Dr. Martinez’s expertise is in sociolinguistics and applied linguistics of Spanish-speaking communities in the U.S. and along the U.S.-Mexico border. His current area of focus is on language and health care, and he has published extensively on language policies in the health delivery system, on linguistic practices of Spanish-speaking patients and providers in healthcare settings, and on the development and evaluation of language pedagogy for healthcare professionals. In 2020, he published the book Spanish in Healthcare: Policy, Practice and Pedagogy in Latino Health (Routledge) and co-authored Tension and Contention in Language Education for Latinxs in the United States: Experience and Ethics in Teaching and Learning (Routledge).

His research has been funded the U.S. Department of Education, the National Endowment for the Humanities, the National Institutes of Health, and the Patient-Centered Outcomes Research Institute.

Martinez earned a Ph.D. in Hispanic linguistics from the University of Massachusetts at Amherst and later completed an M.P.H. in social and behavioral health from Texas A&M Health Science Center’s School of Rural Public Health.
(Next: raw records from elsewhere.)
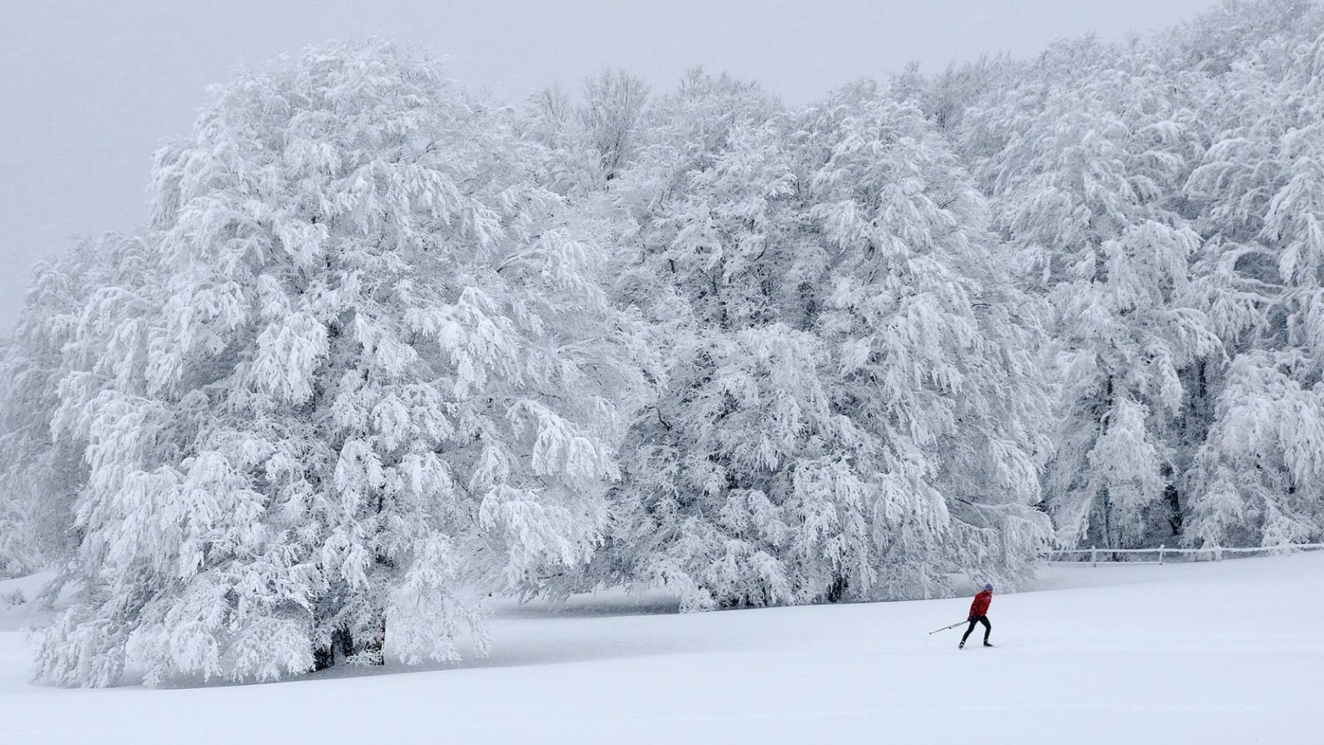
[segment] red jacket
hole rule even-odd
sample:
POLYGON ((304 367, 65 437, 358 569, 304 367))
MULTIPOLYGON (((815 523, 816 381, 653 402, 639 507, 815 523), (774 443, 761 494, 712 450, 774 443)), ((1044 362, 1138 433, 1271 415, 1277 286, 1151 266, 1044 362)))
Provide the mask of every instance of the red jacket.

He holds a bachelor’s degree in Spanish from the University of Texas–Pan American and a master’s degree in Spanish linguistics from the University of Houston.

“Serving as dean of the College of Liberal and Fine Arts is an unparalleled opportunity, and I am humbled by the chance to impact lives of so many students and their families,” Martinez said. “I am excited by President Eighmy’s and Provost Espy’s vision of UTSA becoming a model of an R1 university that stays true to its roots as a Hispanic serving institution. I’ve also been heartened by the COLFA visioning exercise, and I am ready to lock arms with faculty colleagues, students, staff and stakeholders to move COLFA forward to what I know is a bright future for the college. The opportunities are endless and the impact in the community is palpable.”

The College of Liberal and Fine Arts at UTSA is home to nine academic departments encompassing the fine arts, humanities and social sciences. With more than 4,400 students, it is UTSA’s oldest college. COLFA shapes the education of virtually every UTSA student through its highly ranked core curriculum. The college offers 33 degree programs, including doctorates in anthropology and English; a nationally recognized M.F.A. and one of the nation’s largest undergraduate programs in medical humanities. Its faculty includes exemplary, award-winning teachers and internationally recognized researchers and artists. COLFA is also a major provider of arts and humanities programming in Texas, reaching an audience of more than 70,000 guests annually.